Tony McGrath et Joseph Hayes de l'entreprise de la société de redressement et de consultation McGrathNicol, ont été nommés comme tuteurs administratifs de Lift Capital Partners basés à Sydney de même que de Lift Capital Nominees N ° 1.

L'ampleur du dernier effondrement n'est pas encore claire. Lift Capital fonctionne comme un prêteur de marge de crédit, avec environ 1600 clients possédant principalement des investissements principalement de parts cotées et de fonds gérés.

Un créancier sûr, compris comme étant Merill Lynch, a une charge fixée sur les parts listées garanties par des fonds avancés au Lift Capital.
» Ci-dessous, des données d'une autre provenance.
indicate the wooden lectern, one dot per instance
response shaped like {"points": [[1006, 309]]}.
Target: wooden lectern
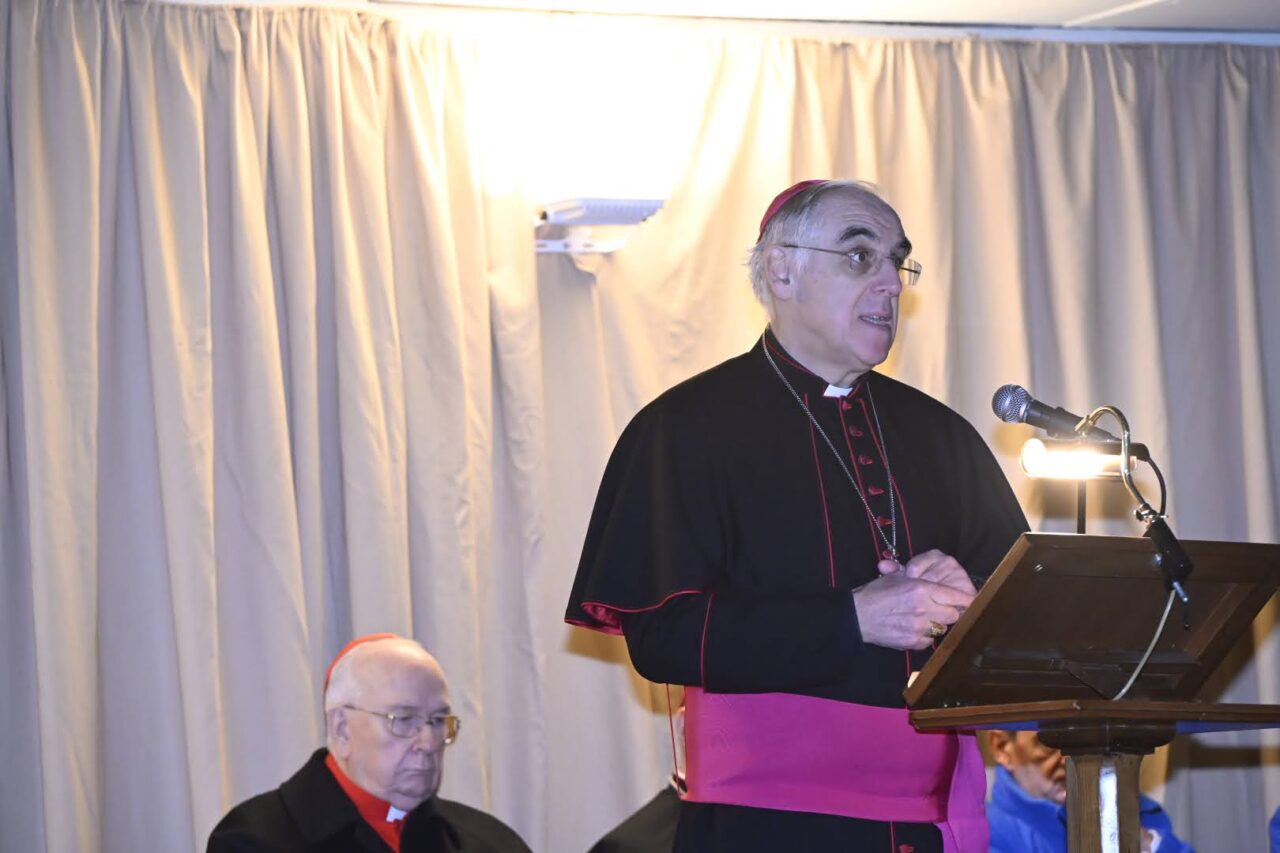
{"points": [[1057, 630]]}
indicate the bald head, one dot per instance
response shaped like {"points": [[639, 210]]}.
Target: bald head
{"points": [[370, 684]]}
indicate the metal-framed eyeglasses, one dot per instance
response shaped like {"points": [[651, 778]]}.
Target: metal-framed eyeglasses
{"points": [[410, 725], [867, 261]]}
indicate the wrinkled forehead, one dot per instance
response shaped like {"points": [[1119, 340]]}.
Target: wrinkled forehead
{"points": [[848, 214], [397, 679]]}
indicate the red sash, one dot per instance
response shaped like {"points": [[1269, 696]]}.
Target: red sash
{"points": [[808, 755]]}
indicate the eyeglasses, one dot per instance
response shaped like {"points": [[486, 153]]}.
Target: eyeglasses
{"points": [[408, 725], [867, 261]]}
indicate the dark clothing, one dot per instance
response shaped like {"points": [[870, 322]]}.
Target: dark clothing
{"points": [[310, 813], [726, 541], [652, 829]]}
Mais les administrateurs ont dit : ‘il est prévu qu'un excédent significatif de fonds’ sera disponible à Lift Capital une fois que le créancier garanti aura été remboursé.

McGrathNicol a dit qu'il était trop tôt pour spéculer sur le rendement final aux créanciers et aux investisseurs, mais la valeur sous-jacente des parts était bonne et il est attendu qu'un rendement raisonnable pourra être atteint. ”

Merill Lynch encore : Nous ne connaissons pas vraiment l’étendue de tout cela. Les gens d'Opes Prime recevront très peu.

La catastrophe suivante à s’ajouter à tout cela se trouve dans les établissements de jeu et en particulier les établissements de machine à sous. Jusqu’à 71 % des revenus disponibles est siphonné des foyers les plus vulnérables où la plupart des saisies ont eu lieu en 2007. C'est particulièrement le cas en Australie et, comme le crédit devient restreint à cause de cette crise induite par les États-Unis, la récession va resserrer son emprise sur le monde entier. La première étape consiste à interdire totalement les machines à sous et cela contribuera à alléger la situation de manière significative. Nos gens sont désespérés et ils ont besoin d'espoir.

Le pouvoir de la Bête commence à resserrer son emprise maintenant et les cartels sont sur le point de saisir leur chance. Satan donne son pouvoir à la Bête et le monde entier viendra sous son pouvoir.

Observez maintenant le tout se jouer comme une pièce de théâtre pour nous asservir tous.